= Everett Farmer =

Last person to be executed in Nova Scotia, Canada

Everett Farmer (1902 in Shelburne, Nova Scotia – December 15, 1937 in Shelburne) was the last person in Nova Scotia to be executed.

==Background==

On the evening of August 1, 1937, Farmer shot and killed his half-brother Zachariah with a 12 gauge shotgun.The killing took place in the outskirts of Shelburne, Nova Scotia. Zachariah's wife was reportedly present at the time of the shooting.
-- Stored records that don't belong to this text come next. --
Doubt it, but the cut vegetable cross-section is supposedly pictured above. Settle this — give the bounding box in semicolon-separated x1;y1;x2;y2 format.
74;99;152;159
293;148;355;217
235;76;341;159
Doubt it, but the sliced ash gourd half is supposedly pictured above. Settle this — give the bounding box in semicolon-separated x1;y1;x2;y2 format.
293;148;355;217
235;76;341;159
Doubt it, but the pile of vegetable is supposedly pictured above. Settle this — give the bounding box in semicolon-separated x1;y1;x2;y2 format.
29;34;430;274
Shortly after midnight on August 2nd, Farmer walked into town and turned himself in to police. Farmer said that the killing had been in self-defence, claiming that after a drunken argument, Zachariah had refused to leave Farmer's home, and had threatened to kill him. A post-mortem examination revealed that Zachariah's neck was broken by the force of the shot.
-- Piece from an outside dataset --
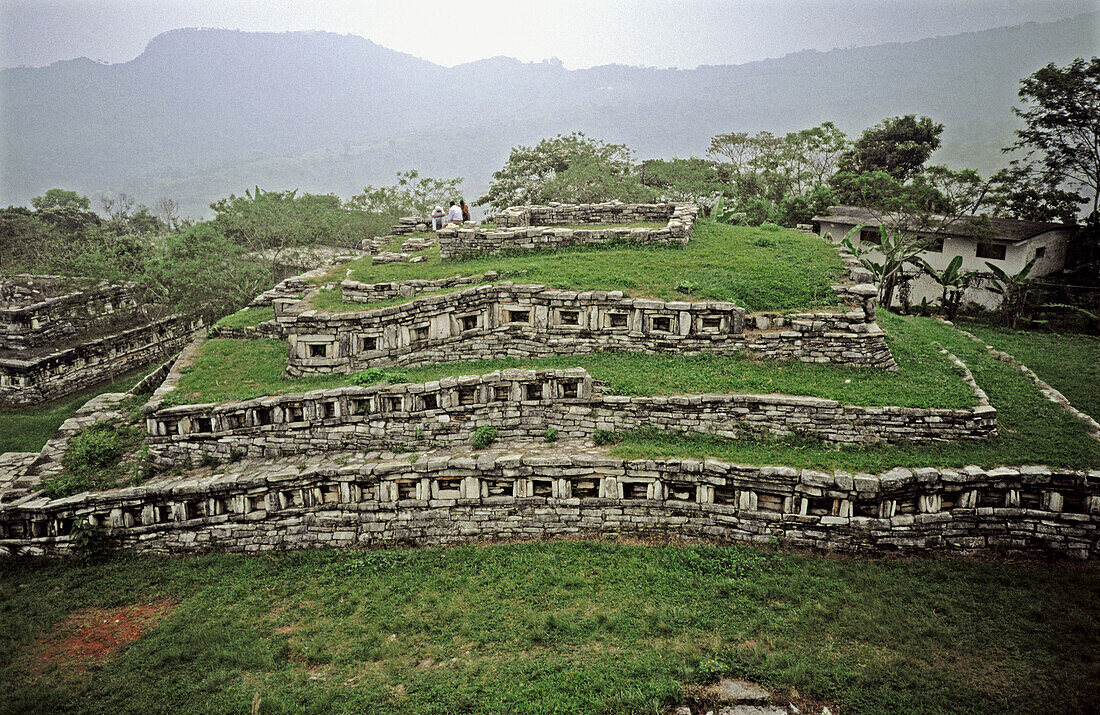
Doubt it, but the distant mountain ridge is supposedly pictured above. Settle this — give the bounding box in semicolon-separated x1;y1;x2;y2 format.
2;15;1096;217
Since Farmer was unable to afford legal representation, and the province of Nova Scotia had no legal aid system at the time, Vincent Pottier was appointed to represent Farmer free of charge.

The trial began on September 28, 1937, with Justice William F. Carroll presiding.

At the conclusion of the trial, the jury deliberated for less than two hours before finding Farmer guilty.

On December 15, 1937, Farmer was hanged from a gallows that had been constructed in the Shelburne County Courthouse where his trial had taken place.

==Aftermath==
George Elliot Clarke has described the case as "suspect", in terms of how the prosecution, conviction and execution of Farmer may have been influenced not only by Farmer's inability to afford proper legal representation, but by the fact that he was black.

In 2005, Farmer's case served as the basis for Louise Delisle's play The Days of Evan.